Some albums invoke nostalgia—beabadoobee’s Fake It Flowers reinvents it.
The British-Filipino singer/songwriter delivers a love letter to ’90s pop-rock with her debut album done in the finest of fashions. What genre you classify it under doesn’t really matter, though—Fake It Flowers’ draw is its complete package of hazy hooks and lyrical honesty compiled in a record that truly doesn’t come off as a debut. For that, it’s a damn near marvel.

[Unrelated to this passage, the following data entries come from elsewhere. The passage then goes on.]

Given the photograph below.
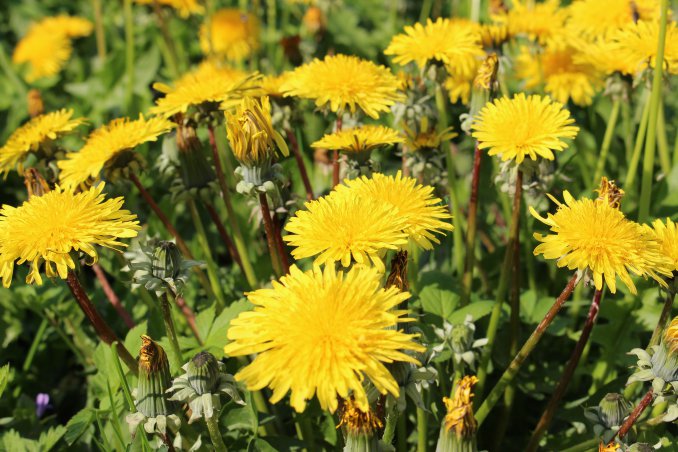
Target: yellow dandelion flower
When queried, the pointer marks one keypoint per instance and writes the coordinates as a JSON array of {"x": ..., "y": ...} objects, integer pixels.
[
  {"x": 667, "y": 236},
  {"x": 208, "y": 86},
  {"x": 459, "y": 415},
  {"x": 345, "y": 82},
  {"x": 342, "y": 227},
  {"x": 423, "y": 213},
  {"x": 359, "y": 139},
  {"x": 446, "y": 41},
  {"x": 522, "y": 127},
  {"x": 105, "y": 144},
  {"x": 593, "y": 235},
  {"x": 46, "y": 229},
  {"x": 321, "y": 333},
  {"x": 30, "y": 136},
  {"x": 562, "y": 75},
  {"x": 231, "y": 33},
  {"x": 185, "y": 8}
]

Released via Dirty Hit—best known as the home of The 1975—the record sports a star-like quality despite holding true to beabadoobee’s roots as an indie songwriter. Only 20-years-old, she went from small-time bedroom artist to TikTok sensation when her track “Coffee” was sampled by Canadian rapper Powfu, kickstarting a career that was clearly destined for something special to begin with.

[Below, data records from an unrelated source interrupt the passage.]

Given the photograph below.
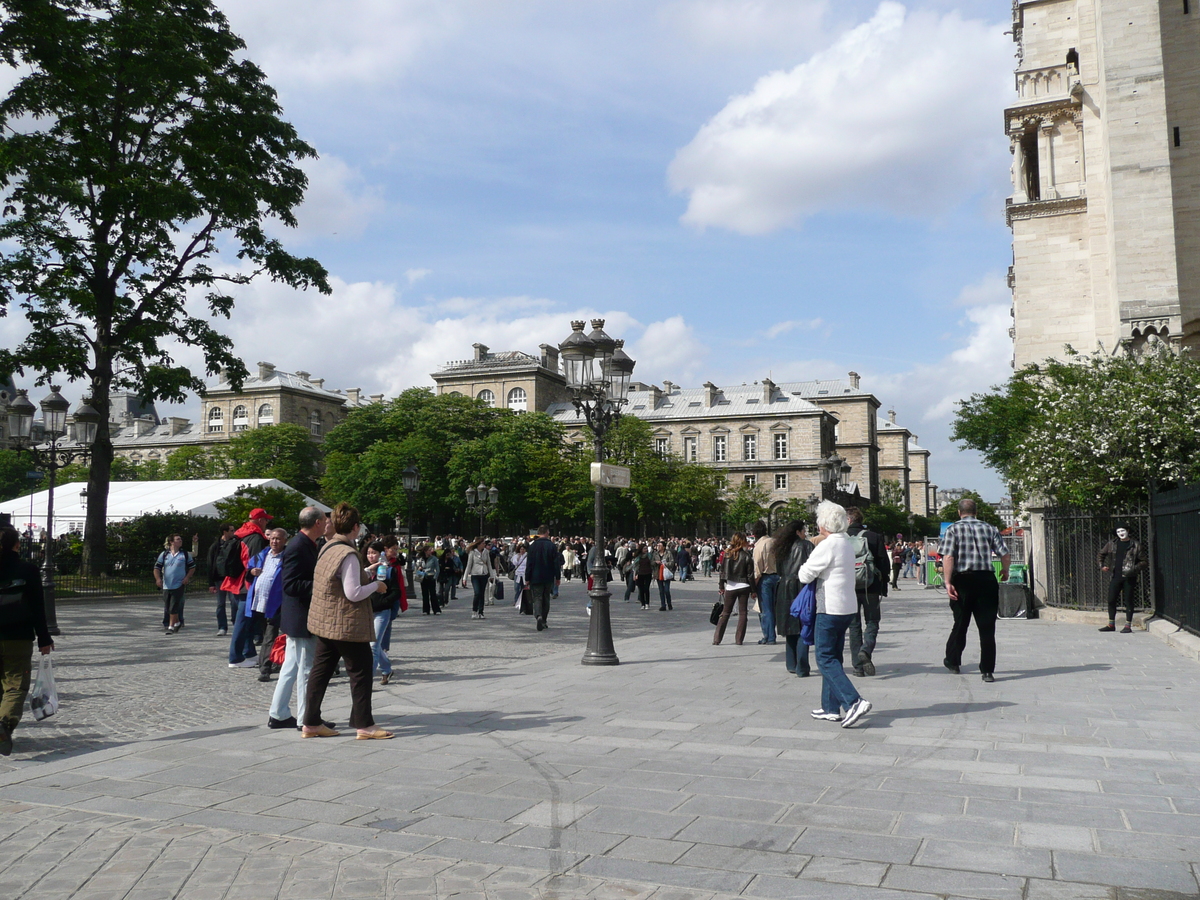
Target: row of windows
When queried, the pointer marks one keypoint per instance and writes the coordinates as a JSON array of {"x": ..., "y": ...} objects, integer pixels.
[
  {"x": 720, "y": 448},
  {"x": 517, "y": 399},
  {"x": 780, "y": 480},
  {"x": 265, "y": 417}
]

Those lo-fi-esque sounds of old still make their presence known on this LP as “Back to Mars” and “How Was Your Day?” tap into that DIY, grassroots production style. It’s her emergence as an all-out rock star that stands out most of all, though, appearing as a new-age Alanis Morrisette rather than merely music in the background of a social media video. The stadium-smashes like “Care” or “Together” hit harder than the songs they’re influenced by; “Dye It Red” deserved to be the intro track to every Charmed episode from the early ’00s.
It’s easy to classify any song with a hint of alt-rock-pop as ‘soundtrack material for a 90s-teen flick’ but Fake It Flowers is certainly a soundtrack, no doubt—one that maps out beabadoobee’s life as her lyrical content battles the real world. Touching on love, heartbreak, and moving on, you hear the music and words—and you feel it, too.
Buy it, Stream it, Skip it?: Buy it. Whether it’s the personal lyrics, grungy guitar riffs, or free-flowing melodies, Fake It Flowers is the blueprint for what a debut record should be aiming to achieve.